Salah satu adegan dalam film "Bumi Manusia". Sumber: brilio.net



"Seorang terpelajar harus juga belajar berlaku adil 
sudah sejak dalam pikiran, apalagi dalam perbuatan," 


-Pramodeya Ananta Toer-


Kemarin, 4 Juli 2019 trailer film "Bumi Manusia" karya sutradara Hanung Bramantyo dan "Perburuan" yang disutradarai oleh Richard Oh sama-sama resmi diluncurkan ke publik. Kabarnya, kedua film yang diadaptasi dari karya mendiang Pramoedya Ananta Toer tersebut akan tayang di bioskop pada 15 Agustus mendatang. Tepatnya, 2 hari menjelang perayaan HUT RI ke 74 tahun. 

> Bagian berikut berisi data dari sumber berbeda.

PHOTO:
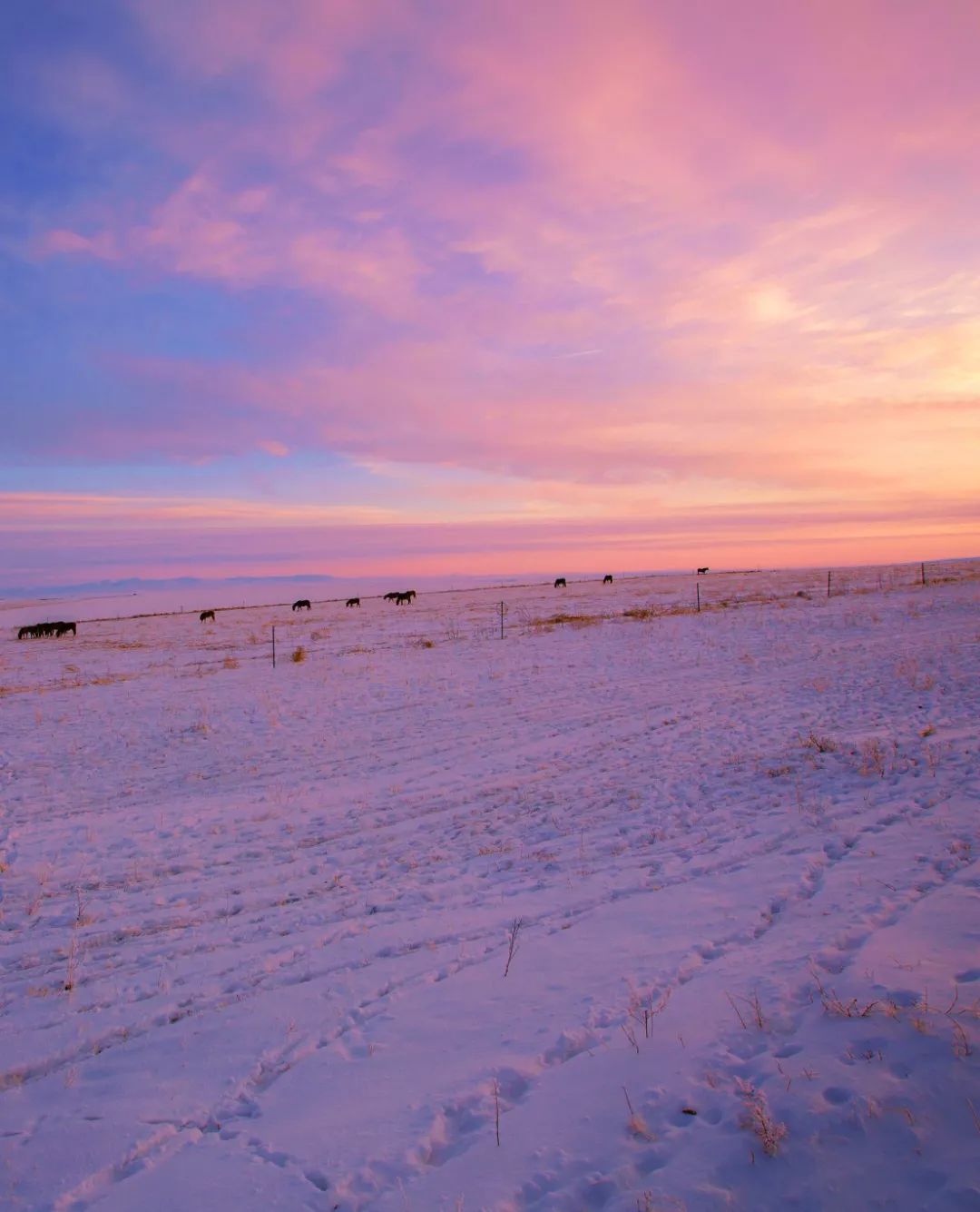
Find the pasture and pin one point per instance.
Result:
(636, 908)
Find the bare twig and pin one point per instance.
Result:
(513, 944)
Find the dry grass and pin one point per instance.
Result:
(759, 1118)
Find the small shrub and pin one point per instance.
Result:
(759, 1118)
(821, 744)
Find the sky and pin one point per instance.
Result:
(365, 288)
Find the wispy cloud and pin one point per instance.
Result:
(585, 253)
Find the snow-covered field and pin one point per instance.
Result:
(648, 911)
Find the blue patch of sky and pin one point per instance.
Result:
(303, 477)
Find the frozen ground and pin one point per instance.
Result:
(256, 921)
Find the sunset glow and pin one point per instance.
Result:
(366, 288)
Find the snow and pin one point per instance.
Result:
(256, 921)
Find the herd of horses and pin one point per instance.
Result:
(35, 630)
(207, 616)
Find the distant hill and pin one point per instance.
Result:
(144, 585)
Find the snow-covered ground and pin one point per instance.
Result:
(626, 911)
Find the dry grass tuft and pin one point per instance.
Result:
(758, 1118)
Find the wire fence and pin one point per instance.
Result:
(120, 648)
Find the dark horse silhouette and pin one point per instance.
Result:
(36, 630)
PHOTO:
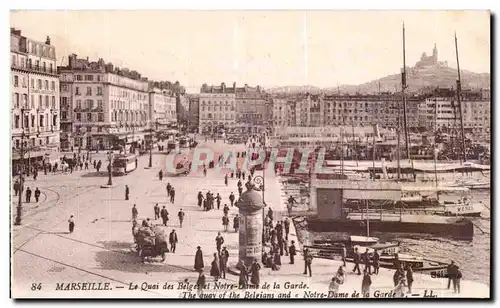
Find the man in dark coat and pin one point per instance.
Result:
(243, 278)
(37, 194)
(376, 262)
(214, 268)
(134, 213)
(219, 240)
(157, 211)
(293, 252)
(225, 222)
(181, 216)
(218, 198)
(365, 284)
(409, 278)
(200, 283)
(366, 260)
(172, 238)
(286, 224)
(28, 195)
(356, 261)
(307, 262)
(224, 257)
(164, 216)
(17, 187)
(255, 273)
(198, 259)
(200, 198)
(172, 195)
(169, 188)
(452, 270)
(236, 223)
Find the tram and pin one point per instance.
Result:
(124, 163)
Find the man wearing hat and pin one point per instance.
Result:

Karya-karya Pram bukan karya sembarangan. Melainkan karya adilihung dalam ranah sastra di tanah air. Terlebih, proses penulisan dilakukan manakala Pram menghabiskan sebagian besar hidupnya dalam penjara. Karya-karyanya juga sarat makna, dan sangat tajam mengkritik berbagai masalah sosial dalam masyarakat Indonesia. Buku-bukunya pernah dilarang oleh rezim Orde Baru sehingga orang harus sembunyi-sembunyi dalam membacanya, seakan-akan membaca buku sama berdosa dengan mencuri. 

BACA DULU: Teruntuk Iqbaal, Jangan Kau Hinakan Minke "Bumi Manusia" dengan Peran Picisan

Oleh karena itu, ketika sutradara Hanung Bramantyo mengumumkan akan membuat film "Bumi Manusia" banyak pembaca Pram yang marah-marah, karena Hanung sudah lama dikenal sebagai sutradara yang merusak sejarah seorang tokoh demi karya picisan. Oke, itu pendapat sebagian orang. Karena memang, akan sangat sedih jika film Bumi Manusia digarap sembarangan sehingga tidak sesuai dengan pesan dalam buku, melainkan hanya soal cinta-cintaan tokoh Minke dan Annelies. 

Namun, sebagian pihak menganggap bahwa terlepas dari cara Hanung mengemas film "Bumi Manusia" kita tetap harus berbangga bahwa di masa sekarang karya Pram bebas dibaca siapa saja, bahkan bebas untuk diadaptasi ke layar kaca. Sudah saatnya generasi sekarang menikmati kebebasan membaca buku atau menikmati film kritis karya anak bangsa. Juga untuk menunjukkan pada dunia bahwa kondisi politik Indonesia sudah jauh lebih baik sejak Reformasi pecah pada 1998 yang akhirnya menggulingkan  Presiden Soeharto yang telah berkuasa selama 32 tahun sejak 1966-1998. 

Berbeda dengan "Bumi Manusia", film "Perburuan" yang juga diadaptasi dari karya Pram tidak mendapat banyak cibiran dan keraguan sebelum proses syuting dilakukan. Tahun lalu, keheboan soal rencana pembuatan film "Bumi Manusia" sempat membuat Prof. Ariel Haryanto turun tangan dengan meramaikan jagat Twitter. Ah, pokoknya ramai sekali berbagai cibiran, keraguan, kritik hingga sumpah serapah yang ditujukan pada Hanung Bramantyo hingga aktor muda Iqbaal Ramadhan yang dianggap nggak cocok memerankan tokoh Minke, kesayangan semua pembaca fanatik Pram. 
Salah satu adegan dalam film "Perburuan" besutan Richard Oh. Sumber: liputan6.com

"Perburuan" adalah kisah yang sama sekali berbeda dengan "Bumi Manusia" sehingga ekspektasi pembaca terhadap kedua film juga agak berbeda. "Perburuan" adalah tentang melawan Jepang hingga penjajah itu angkat kaki dari Jawa setelah dikalahkan Sekutu. Musuh yang dilawan adalah si Saudara Tua Asia yang tentaranya banyak sekali menyiksa jajahannya dengan perilaku tidak manusiawi seperti pemerkosaan kepada para perempuan. 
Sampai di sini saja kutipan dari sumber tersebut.